The use-case discussion should also highlight the specific functional requirements that drive the mechanism in the draft specs. In particular: why is a discovery mechanisms for authN and communication security requirements  needed; what authN mechanisms are required ; what protocols must be supported; why are message integrity and encryption mandatory; is communications security only needed point-to-point or  must it span processing intermediaries? The current doc is quite weak in this area.

Specific comments:


-           Fundamental Use-cases - This seems primarily definitional. Implies mutual AuthN, integrity, and confidentiality are always required but doesn't really describe the environment or threats that lead to this conclusion. I find the discussion of authZ, non-repudiation and audit confusing since these are out-of-scope of the express authentication effort.


-          Application use-cases - These are good concrete examples, but there isn't enough discussion about the target environment/threats to help me understand what required, what is optional, what is unnecessary to meet grid needs. For example, in 3.1 is asks what client authN a ByteIO service might require? It would be better to describe a specific environment where the functionality in the express authentication specs is the answer. The firewall traversal discussion is interesting as it describes a firewall as an explicit message processing intermediary. How does this interplay with the requirements described in the secure SOAP messaging document?



-          Mechanism-driven use-cases - These start to start to identity some important and specific requirements such as one-way communication, delegation, and so forth. However, I'm having a hard time relating this discussion to what has been spec'd in the other documents.


SP 2.0 - Secure Addressing

I believe the new mechanism being proposed  for communication authentication and communication security requirements is counterproductive.

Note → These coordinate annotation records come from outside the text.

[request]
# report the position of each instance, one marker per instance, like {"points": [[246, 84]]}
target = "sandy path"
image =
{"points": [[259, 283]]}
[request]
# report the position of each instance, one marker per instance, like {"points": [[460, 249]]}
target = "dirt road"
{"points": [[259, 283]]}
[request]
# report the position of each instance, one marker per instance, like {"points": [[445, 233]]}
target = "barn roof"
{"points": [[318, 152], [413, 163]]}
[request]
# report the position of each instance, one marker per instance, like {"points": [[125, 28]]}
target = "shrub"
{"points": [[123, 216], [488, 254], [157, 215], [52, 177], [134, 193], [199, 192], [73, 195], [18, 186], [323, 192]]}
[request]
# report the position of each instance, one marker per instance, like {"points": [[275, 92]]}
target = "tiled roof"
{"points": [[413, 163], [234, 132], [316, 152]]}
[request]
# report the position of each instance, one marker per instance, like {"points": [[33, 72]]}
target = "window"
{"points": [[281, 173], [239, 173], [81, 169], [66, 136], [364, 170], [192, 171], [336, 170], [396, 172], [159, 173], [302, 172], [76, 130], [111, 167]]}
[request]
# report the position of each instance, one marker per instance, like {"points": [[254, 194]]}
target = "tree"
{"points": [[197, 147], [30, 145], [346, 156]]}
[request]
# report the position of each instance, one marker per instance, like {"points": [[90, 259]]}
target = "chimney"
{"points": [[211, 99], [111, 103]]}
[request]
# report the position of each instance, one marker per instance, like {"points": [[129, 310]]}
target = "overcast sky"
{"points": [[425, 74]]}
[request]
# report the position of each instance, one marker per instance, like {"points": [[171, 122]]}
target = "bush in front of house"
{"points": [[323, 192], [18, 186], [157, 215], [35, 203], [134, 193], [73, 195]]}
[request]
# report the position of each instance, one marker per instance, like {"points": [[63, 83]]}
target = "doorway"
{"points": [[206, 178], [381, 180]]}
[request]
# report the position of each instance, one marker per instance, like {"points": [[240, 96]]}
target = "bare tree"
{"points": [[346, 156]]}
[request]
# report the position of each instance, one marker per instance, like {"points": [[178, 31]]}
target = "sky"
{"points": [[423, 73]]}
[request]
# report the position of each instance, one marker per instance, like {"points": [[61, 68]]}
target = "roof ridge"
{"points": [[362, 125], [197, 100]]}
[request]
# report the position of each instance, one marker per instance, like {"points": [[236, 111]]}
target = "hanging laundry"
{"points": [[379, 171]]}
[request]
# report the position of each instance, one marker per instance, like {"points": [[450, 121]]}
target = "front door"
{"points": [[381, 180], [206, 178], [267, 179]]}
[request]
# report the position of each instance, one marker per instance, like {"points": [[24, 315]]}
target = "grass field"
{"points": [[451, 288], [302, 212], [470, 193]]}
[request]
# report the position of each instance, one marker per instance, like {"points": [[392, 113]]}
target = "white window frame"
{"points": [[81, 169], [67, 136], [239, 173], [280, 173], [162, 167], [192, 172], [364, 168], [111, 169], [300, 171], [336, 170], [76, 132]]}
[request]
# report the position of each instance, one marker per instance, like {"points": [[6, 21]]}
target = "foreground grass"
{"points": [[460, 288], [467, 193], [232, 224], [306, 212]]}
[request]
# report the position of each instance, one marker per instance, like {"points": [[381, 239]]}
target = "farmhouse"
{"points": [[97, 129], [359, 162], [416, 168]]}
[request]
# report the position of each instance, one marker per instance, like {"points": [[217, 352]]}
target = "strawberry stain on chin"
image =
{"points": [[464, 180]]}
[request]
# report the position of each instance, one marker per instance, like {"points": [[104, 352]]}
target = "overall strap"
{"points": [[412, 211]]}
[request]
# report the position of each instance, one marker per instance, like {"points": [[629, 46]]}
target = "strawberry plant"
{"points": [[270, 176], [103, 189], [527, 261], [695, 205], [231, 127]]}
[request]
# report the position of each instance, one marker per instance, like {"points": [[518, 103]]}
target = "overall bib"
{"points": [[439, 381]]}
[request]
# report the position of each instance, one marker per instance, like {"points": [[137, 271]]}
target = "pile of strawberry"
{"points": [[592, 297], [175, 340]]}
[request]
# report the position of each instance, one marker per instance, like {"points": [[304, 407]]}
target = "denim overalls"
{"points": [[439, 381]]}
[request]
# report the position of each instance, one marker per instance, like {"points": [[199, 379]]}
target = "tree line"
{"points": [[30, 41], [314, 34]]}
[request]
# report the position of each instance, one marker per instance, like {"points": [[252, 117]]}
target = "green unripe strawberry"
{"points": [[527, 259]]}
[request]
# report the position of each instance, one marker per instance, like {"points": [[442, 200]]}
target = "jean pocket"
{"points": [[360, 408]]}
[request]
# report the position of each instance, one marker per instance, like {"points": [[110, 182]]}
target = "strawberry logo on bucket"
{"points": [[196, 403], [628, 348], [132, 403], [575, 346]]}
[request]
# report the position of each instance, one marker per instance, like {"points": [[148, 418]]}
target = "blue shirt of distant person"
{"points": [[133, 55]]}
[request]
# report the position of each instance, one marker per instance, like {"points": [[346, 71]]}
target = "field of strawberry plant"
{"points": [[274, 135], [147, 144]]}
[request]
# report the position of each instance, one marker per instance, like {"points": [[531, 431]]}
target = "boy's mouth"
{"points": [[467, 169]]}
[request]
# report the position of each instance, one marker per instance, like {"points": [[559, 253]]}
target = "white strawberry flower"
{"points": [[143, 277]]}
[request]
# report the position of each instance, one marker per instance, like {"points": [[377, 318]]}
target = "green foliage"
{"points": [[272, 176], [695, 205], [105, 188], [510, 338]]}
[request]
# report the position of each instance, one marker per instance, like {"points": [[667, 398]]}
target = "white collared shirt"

Major industry players have already invested a lot of time in developing WS-SecurityPolicy (see WS-SecurityPolicy 1.2 ,  http://docs.oasis-open.org/ws-sx/ws-securitypolicy/200512) which is on a standards track in OASIS. This makes it unlikely you will find broad interest in developing or implementing the mechanism you propose. I also feel such a mechanism, which is specific to communication as part of an EPR, is too limiting. The flexibility to support other mechanisms such as WSDL, WS-MetadataExchange, etc. are important for broad adoption.

I therefore suggest you profile WS-SecurityPolicy for interoperability across the grid use cases of interest. This can include how it should be encoded within an EPR. I would also suggest the interop profile for communicating this information be in one document rather than having pieces spread over three different specs as in these drafts.

SP 2.0-Secure Transport

I suggest removing the 'secure addressing' parts per my comments above. If that is done, I am concerned this spec comes across as little more than a profile of WS-I BSP transport security that says 'don't use weak cipher suites'.  I fear people may have trouble seeing the value or why OGSA BSP - Secure Channel isn't adequate. I think you should consider a different approach to packaging these specs  and/or including  a very succinct description of the value provided by this spec in the introduction.

Some specific comments on Section 4:

-          You should identify the specific TLS & SSL versions supported

-          C0400 - I have a problem with the wording "CONSUMER SHOULD perform one or both of the following...". If I remember correctly, TLS/SSL client authentication requirements are specified in a Server generated handshake message.  So shouldn't this be a consumer must support X.509-based authN when required by the server and must support authN using messaging security otherwise?

-          R0401 -"authentication alternatives specified in R0319" Where is R0319?

-          Section 4.3 lists no mandatory cipher suites, R0402 - R0405 all say if a cipher suite is supported, it should be used. If you want to ensure interop there should be mandatory to implement ciphers.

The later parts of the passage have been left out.